When a loved one is not feeling well or is in need of medical assistance, we trust that the doctors and medical staff have the patient’s best interests at heart. Not understanding the treatment processes ourselves, we expect trained professionals to be able to cure or correct the ailments that are causing the distress. Louisiana has safety guidelines and standards of care in place to protect patients who are entrusted to medical care. When a doctor’s misdiagnosis injures a patient, our faith in the training and accountability of medical staff is shaken if not shattered completely.
For one New Orleans family, a doctor’s misdiagnosis resulted in their son’s death. When the doctor diagnosed their son with acute disseminated encephalomyelitis, treatment for ADEM began with little resistance. But the doctor allegedly failed to gather an adequate family history and neglected to evaluate the symptoms’ progression during treatment. Due to the inefficiency to obtain and observe the prior conditions, the test results were also misread and misinterpreted.

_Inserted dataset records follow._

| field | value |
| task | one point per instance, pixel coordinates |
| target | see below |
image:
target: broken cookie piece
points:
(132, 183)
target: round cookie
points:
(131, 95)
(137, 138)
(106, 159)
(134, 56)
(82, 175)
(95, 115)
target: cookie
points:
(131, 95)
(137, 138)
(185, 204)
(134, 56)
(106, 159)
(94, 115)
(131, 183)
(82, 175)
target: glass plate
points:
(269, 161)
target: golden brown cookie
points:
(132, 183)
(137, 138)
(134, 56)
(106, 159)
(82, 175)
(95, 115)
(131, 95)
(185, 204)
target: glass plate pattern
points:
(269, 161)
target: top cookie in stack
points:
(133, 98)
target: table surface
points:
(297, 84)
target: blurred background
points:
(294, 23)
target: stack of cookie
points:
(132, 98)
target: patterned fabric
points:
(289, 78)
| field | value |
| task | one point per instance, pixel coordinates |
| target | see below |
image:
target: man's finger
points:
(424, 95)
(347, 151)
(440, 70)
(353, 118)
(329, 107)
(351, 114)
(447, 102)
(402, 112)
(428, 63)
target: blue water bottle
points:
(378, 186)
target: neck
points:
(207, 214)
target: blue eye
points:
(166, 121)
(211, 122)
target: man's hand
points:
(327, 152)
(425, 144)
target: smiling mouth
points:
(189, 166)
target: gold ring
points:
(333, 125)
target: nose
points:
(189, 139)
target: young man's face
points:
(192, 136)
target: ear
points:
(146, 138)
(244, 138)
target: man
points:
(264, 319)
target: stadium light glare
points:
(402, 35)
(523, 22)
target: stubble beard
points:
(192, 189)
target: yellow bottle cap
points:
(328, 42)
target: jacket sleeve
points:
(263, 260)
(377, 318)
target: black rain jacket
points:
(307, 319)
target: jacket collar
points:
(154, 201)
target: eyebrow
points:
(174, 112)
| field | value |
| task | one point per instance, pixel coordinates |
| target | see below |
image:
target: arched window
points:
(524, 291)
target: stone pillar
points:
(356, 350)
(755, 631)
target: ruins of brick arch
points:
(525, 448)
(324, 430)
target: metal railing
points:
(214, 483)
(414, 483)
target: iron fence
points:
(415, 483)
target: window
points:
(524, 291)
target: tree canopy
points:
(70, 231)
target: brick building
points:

Because the test results were inaccurate, the medical team and the leading doctor were unable to diagnose the real cause of illness after the boy’s death. The autopsy revealed that the child had necrotizing and hemorrhagic pancreatitis. Both of these may have been the result of the course of treatment for ADEM, which had been a misdiagnosis for the ailment that brought the family to the medical institution to begin with.
This is a tragic medical malpractice case due to a doctor’s negligence and the failure to diagnose and treat the cause of illness. The victim’s family has filed suit against the Louisiana State University Health Sciences Center and the doctor who misdiagnosed their son. Though nothing can compensate for the loss of a loved one, reimbursement can help grieving family members handle the medical bills, funeral expenses, and pain and suffering they endured as a result of the misdiagnosis.